My Most Recent QSO's
Thursday, July 9, 2015
Little Time for Writing
It's been months since I wrote on this blog. Thankfully, I've always been a very adaptable person. Time is a precious commodity these days; there's never enough of it.
I've shifted my focus on this blog from writing about my contacts and working DX stations. These days, I spend my time doing the best I can to market ham radio to beginners, and especially promoting Morse code. This blog has become primarily about the NAQCC Club.
IMHO (yes I'm biased) the NAQCC is the finest group of volunteers I've been around in my 25 years as a ham radio operator. Let me tell you why.
The main reason I'm such an advocate for this club (I'm the VP) is that we're doing all this work for "free". We don't think membership in our group should entail any kind of "fee" for participating in our activities. It takes a group of around 30 people to volunteer their time and efforts to keep this show on the road.

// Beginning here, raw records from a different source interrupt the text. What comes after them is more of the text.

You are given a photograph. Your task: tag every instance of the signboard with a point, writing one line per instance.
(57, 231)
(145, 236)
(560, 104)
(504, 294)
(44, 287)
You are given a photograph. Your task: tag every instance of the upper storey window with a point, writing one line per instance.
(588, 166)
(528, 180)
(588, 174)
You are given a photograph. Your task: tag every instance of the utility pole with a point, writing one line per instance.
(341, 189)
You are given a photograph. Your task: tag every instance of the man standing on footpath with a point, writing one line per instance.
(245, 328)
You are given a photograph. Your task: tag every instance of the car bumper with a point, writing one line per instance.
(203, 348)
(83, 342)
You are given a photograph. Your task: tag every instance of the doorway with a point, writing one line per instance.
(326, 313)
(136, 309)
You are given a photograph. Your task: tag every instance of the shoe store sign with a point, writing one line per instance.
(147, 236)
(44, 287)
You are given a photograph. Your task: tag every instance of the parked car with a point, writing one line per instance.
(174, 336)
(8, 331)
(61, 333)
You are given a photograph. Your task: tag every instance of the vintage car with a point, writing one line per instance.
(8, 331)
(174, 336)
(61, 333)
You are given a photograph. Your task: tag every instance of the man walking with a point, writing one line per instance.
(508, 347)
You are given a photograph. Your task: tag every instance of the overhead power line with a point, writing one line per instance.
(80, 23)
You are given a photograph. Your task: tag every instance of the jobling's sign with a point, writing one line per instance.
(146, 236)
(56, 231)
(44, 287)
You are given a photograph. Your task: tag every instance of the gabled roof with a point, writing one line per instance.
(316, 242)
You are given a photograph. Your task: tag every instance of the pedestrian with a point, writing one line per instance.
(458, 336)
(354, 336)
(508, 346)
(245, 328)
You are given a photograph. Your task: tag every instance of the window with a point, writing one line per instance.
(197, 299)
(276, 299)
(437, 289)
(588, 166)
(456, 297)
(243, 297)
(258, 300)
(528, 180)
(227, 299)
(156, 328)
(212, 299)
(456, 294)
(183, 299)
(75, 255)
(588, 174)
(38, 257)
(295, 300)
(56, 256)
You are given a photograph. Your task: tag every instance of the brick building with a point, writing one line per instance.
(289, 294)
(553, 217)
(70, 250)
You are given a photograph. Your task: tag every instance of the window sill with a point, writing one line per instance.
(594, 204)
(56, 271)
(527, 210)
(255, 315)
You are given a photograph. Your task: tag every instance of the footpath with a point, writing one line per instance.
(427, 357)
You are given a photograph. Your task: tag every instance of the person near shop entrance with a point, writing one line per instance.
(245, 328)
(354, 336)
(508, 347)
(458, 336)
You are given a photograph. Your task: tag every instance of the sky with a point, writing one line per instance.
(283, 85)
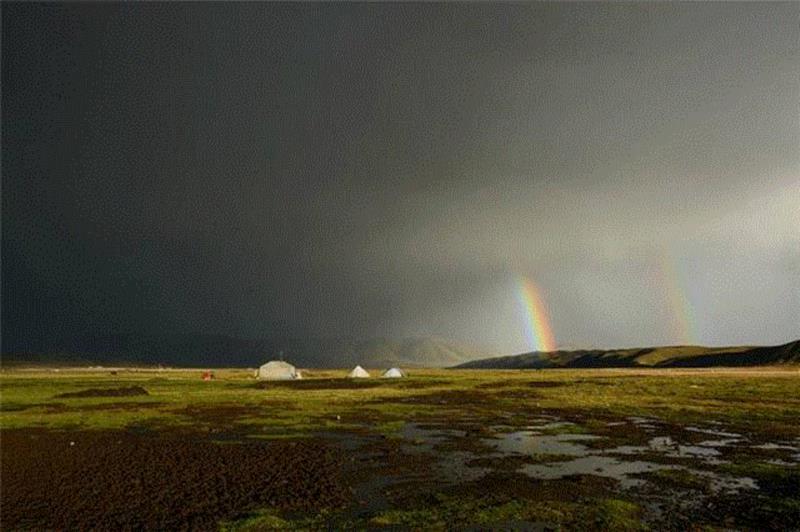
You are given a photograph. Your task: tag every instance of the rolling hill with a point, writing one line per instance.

We do this work because we all feel that QRP,with Morse code, is the most challenging and rewarding aspect of the ham radio hobby.
The beginning of every month starts our with a great (free) newsletter to our members which is published online by our club President Paul Huff. (N8XMS) Paul does a magnificent job with this newsletter; and also puts in countless hours steering our ship on the right course.
We have several activities every month to challenge our members to improve their Morse code skills. We have our own operating event (sprint) which is specifically geared towards slower speeds. We encourage the use of a "straight key".
We also have slow speed QRS nets, from many different parts of the country, and different times and days of the week. If you want "on the air" practice, we have just the thing for you. As a matter of fact; we have an entire department devoted to CW Assistance.
Working QRP CW is always a challenge. It's requires skill, persistence, and sometimes just plain old "luck", but I still find the same excitement and satisfaction, after 25 years, as the day I made my first contact. For those "special contacts" and "accomplishments" we offer a variety of awards.
I'm very proud of this club and encourage everyone to pursue the QRP CW mode of operation.
Although I find little time for writing on this blog now, you can follow me from the NAQCC website.
I write a summary of the West Virginia events on the monthly newsletter.
If you're not a member of the NAQCC club; I hope you will consider joining our group. Membership is absolutely FREE. (tell them you heard about the club from me)
I'll continue to write on this blog; but not on a regular basis. I simply have too many activities and family obligations which keep me from doing so.